As a spokesman for the American Sugar Alliance said, “U.S. trade law is designed to stop this injury, and we are simply asking the U.S. government for the remedies provided by U.S. law.

“We are confident that U.S. government officials will enforce U.S. law objectively and vigorously.”

Under the North American Free Trade Agreement, Mexico has unlimited, duty-free access to the U.S. sugar market. Not even American sugar producers themselves — such as the Red River Valley-based American Crystal Sugar Co. — enjoy that kind of unfettered access, the producers say.

But NAFTA isn’t the last word in trade law. “Under the Tariff Act of 1930, U.S. industries may petition the government for relief from imports that are sold in the United States at less than fair value (‘dumped’) or that benefit from subsidies provided through foreign government programs,” Ag Professional magazine notes.

Or as the American Sugar Coalition’s lawyer Robert Cassidy said in a news story, “NAFTA is not a license to dump and subsidize sugar and cause material injury to the domestic sugar industry.”

That’s why a group of sugar producers petitioned for relief. Last week, the International Trade Commission ruled 5-0 in their favor, resolving that harm likely had occurred and that a full investigation is warranted.

The U.S. Commerce Department also is investigating the claims.
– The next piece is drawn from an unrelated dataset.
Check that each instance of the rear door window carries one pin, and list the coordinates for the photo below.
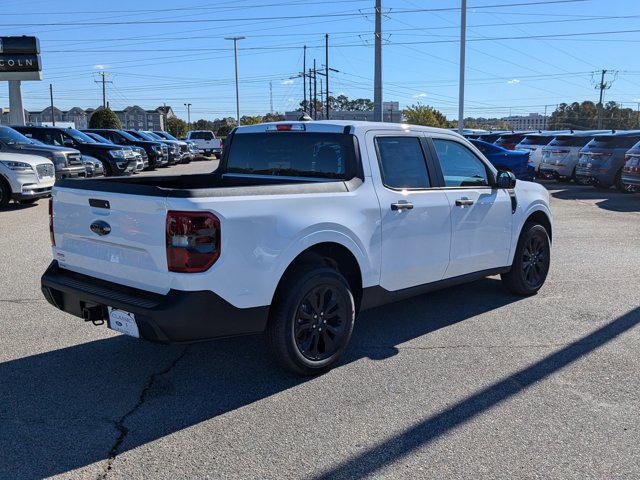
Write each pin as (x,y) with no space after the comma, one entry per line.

And if both the Commerce Department and the ITC find that Mexico is dumping sugar, then the Commerce Department can impose additional duties on Mexico to offset the unfair trade.

Enter the Agriculture Department, which is underenthused.

“I’ve got to be candid with you,” said Agriculture Secretary Tom Vilsack to Forum News Service last month.

“From my perspective, it is a bit ill-timed. I am not suggesting there isn’t an issue. There is. …

“We are at a very delicate circumstance with Mexico on a variety of issues. I am sure they don’t see this as a particularly friendly gesture. In a perfect world, I would liked to have seen this perhaps not occur or not occur at this time.”

It’s probably true that Mexico “doesn’t see this as a particularly friendly gesture.” But the conflict didn’t start with this gesture, friendly or otherwise.

The conflict started with action by Mexico that seemed to defy U.S. trade law, as Vilsack admits (“I’m not suggesting there isn’t an issue. There is.”)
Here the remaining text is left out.